2.) payroll and income taxes may fall or rise depending on the state of residence and whether higher payroll and state income taxes are offset by increases in federal- and state-earned income tax credits (EITC) and child tax credits (CTC).
A study by the Tax Policy Center analyzes the impact of higher minimum by looking at a hypothetical case; a single mother with two children under the age of 10. She earns the state minimum wage and works full-time for 40 hours per week. She pays $600 in monthly rent and gets SNAP benefits. She also pays both income and payroll taxes and qualifies for refundable tax credits. Here is the Tax Policy Center's analysis showing the impact of increasing minimum wage for each of the eight states on the hypothetical recipient's income, taxes, SNAP benefits and net income:
Obviously, in each state, the hypothetical mother's income would increase by between $170 (South Carolina) and $867 per month (California) as shown in light blue. Her SNAP benefits as shown in medium blue would decrease by between $62 and $270 (South Carolina and Ohio respectively) and her income taxes would increase by between $90 and $340 (Alabama and Oregon respectively). This would leave her with a net take home income increase of between $120 and $390 (South Carolina and California respectively) thanks to higher minimum wage levels. The authors' calculations show that this hypothetical worker in California would see 55 percent of her wage increase eaten up by lower SNAP benefits and higher payroll and income taxes and a worker in the same situation in Colorado would see 78 percent of her higher wages eaten up by lower SNAP benefits and higher payroll and income taxes.

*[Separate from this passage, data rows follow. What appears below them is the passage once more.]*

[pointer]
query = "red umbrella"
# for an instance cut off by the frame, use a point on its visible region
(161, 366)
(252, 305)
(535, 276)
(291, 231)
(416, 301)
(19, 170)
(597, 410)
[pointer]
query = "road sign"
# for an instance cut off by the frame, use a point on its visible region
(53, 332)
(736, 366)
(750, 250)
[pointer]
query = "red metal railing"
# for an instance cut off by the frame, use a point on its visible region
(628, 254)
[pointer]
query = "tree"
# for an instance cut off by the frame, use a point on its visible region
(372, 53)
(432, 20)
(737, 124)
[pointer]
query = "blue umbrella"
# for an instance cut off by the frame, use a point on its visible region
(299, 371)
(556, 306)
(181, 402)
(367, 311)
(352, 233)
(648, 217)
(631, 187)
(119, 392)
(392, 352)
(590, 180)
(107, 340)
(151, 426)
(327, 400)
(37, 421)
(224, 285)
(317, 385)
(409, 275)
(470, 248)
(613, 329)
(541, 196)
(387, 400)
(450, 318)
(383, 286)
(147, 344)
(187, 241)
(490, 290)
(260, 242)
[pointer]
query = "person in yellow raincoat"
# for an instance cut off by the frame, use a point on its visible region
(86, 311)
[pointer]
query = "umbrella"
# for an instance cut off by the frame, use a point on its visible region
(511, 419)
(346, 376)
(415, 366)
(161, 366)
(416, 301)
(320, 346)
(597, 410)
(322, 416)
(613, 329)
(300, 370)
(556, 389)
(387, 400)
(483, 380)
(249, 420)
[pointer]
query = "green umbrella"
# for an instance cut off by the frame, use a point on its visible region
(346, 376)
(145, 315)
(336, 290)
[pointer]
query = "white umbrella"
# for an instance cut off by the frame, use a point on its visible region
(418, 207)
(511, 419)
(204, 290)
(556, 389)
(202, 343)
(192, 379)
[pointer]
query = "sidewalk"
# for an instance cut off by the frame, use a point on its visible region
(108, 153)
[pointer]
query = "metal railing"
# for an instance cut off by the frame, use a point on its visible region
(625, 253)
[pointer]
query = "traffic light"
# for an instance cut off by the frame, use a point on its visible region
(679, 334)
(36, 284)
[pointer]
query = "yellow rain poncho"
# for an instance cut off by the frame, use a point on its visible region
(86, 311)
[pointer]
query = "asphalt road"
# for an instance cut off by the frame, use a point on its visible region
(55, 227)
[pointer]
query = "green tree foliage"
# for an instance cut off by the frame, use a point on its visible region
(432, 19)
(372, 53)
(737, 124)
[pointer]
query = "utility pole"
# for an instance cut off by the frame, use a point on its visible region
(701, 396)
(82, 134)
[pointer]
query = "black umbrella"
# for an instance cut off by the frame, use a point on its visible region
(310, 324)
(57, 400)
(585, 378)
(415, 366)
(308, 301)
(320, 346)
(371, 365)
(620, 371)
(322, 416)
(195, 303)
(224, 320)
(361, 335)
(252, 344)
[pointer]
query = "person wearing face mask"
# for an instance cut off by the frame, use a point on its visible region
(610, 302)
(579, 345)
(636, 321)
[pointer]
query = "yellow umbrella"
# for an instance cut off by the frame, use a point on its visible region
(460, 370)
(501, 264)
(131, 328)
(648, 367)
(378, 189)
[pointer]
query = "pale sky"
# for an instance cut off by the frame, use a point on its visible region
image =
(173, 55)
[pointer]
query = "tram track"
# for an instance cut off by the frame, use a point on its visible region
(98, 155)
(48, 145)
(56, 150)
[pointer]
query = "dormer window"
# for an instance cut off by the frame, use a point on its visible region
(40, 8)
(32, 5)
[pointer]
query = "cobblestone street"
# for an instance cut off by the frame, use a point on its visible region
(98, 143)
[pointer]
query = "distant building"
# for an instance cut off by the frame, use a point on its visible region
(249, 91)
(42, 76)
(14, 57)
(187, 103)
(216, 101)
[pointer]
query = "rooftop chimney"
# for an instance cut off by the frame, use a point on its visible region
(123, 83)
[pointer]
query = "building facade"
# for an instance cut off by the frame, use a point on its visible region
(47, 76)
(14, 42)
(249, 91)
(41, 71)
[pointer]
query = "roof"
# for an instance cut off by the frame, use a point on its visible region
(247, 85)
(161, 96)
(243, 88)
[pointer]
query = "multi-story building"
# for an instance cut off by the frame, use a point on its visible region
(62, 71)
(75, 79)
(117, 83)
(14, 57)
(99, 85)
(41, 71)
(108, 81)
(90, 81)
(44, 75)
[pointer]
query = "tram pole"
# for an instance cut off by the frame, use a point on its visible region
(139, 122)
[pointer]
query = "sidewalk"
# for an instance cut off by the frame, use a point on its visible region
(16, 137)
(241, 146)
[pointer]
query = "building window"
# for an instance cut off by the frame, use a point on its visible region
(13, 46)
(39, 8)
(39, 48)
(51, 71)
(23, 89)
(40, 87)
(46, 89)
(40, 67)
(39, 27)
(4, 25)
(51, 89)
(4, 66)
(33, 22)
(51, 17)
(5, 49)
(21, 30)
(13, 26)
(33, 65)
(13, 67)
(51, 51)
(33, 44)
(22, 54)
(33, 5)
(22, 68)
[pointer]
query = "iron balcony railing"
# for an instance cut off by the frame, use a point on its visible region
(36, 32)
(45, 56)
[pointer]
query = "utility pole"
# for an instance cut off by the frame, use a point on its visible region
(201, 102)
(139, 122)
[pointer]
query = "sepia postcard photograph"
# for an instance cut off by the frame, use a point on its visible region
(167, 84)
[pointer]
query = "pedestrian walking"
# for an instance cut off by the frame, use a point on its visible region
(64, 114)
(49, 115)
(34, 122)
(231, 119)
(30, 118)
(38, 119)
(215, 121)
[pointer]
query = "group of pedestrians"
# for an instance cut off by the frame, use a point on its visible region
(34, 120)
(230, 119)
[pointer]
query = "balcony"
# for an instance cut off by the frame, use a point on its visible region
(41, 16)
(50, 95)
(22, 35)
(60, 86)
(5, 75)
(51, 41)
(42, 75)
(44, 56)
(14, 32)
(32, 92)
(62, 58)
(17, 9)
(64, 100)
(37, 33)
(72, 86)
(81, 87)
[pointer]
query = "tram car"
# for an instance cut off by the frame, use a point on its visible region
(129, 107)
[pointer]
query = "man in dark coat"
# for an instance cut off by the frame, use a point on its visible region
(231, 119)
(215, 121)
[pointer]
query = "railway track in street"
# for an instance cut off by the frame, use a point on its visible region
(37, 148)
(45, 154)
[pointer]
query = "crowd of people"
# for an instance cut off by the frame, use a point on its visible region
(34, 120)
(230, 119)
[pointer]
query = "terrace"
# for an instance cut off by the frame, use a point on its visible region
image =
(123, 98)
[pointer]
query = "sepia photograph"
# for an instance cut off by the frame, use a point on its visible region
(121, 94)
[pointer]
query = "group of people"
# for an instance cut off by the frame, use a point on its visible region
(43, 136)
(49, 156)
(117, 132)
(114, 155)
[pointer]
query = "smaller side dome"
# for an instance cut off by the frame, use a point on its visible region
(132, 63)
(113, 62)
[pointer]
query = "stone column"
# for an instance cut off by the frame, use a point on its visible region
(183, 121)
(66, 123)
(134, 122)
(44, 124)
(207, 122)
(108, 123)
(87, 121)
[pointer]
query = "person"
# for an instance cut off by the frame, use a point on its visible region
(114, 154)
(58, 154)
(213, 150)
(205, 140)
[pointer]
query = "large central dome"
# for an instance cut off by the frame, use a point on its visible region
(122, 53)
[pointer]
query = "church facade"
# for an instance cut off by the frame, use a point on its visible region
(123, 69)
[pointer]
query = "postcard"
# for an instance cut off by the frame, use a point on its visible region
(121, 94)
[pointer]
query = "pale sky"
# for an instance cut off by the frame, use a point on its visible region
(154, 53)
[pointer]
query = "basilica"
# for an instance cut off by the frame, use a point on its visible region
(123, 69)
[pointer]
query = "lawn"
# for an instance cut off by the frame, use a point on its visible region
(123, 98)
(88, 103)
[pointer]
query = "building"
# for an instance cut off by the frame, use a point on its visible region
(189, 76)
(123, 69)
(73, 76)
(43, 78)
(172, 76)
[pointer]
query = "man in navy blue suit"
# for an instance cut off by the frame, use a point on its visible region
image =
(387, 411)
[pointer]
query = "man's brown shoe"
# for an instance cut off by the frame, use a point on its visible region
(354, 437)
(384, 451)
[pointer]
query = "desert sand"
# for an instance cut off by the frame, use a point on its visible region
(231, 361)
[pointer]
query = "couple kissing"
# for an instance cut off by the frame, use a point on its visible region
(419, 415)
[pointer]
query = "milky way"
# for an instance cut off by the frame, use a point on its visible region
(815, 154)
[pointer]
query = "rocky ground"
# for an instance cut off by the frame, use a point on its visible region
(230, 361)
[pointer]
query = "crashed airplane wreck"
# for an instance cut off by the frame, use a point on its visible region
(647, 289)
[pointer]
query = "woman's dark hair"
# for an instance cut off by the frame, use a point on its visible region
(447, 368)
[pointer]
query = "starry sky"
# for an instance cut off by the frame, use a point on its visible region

If you wish, you can calculate how much a family's benefits from safety-net programs and how much state and federal income and payroll taxes will change using the Urban Institute's Net Income Change Calculator that you can find here.
While most of America's lowest paid workers would benefit from raised minimum wages, there is no doubt that these proposed increases will result in far lower net take-home pay than these earners are likely expecting.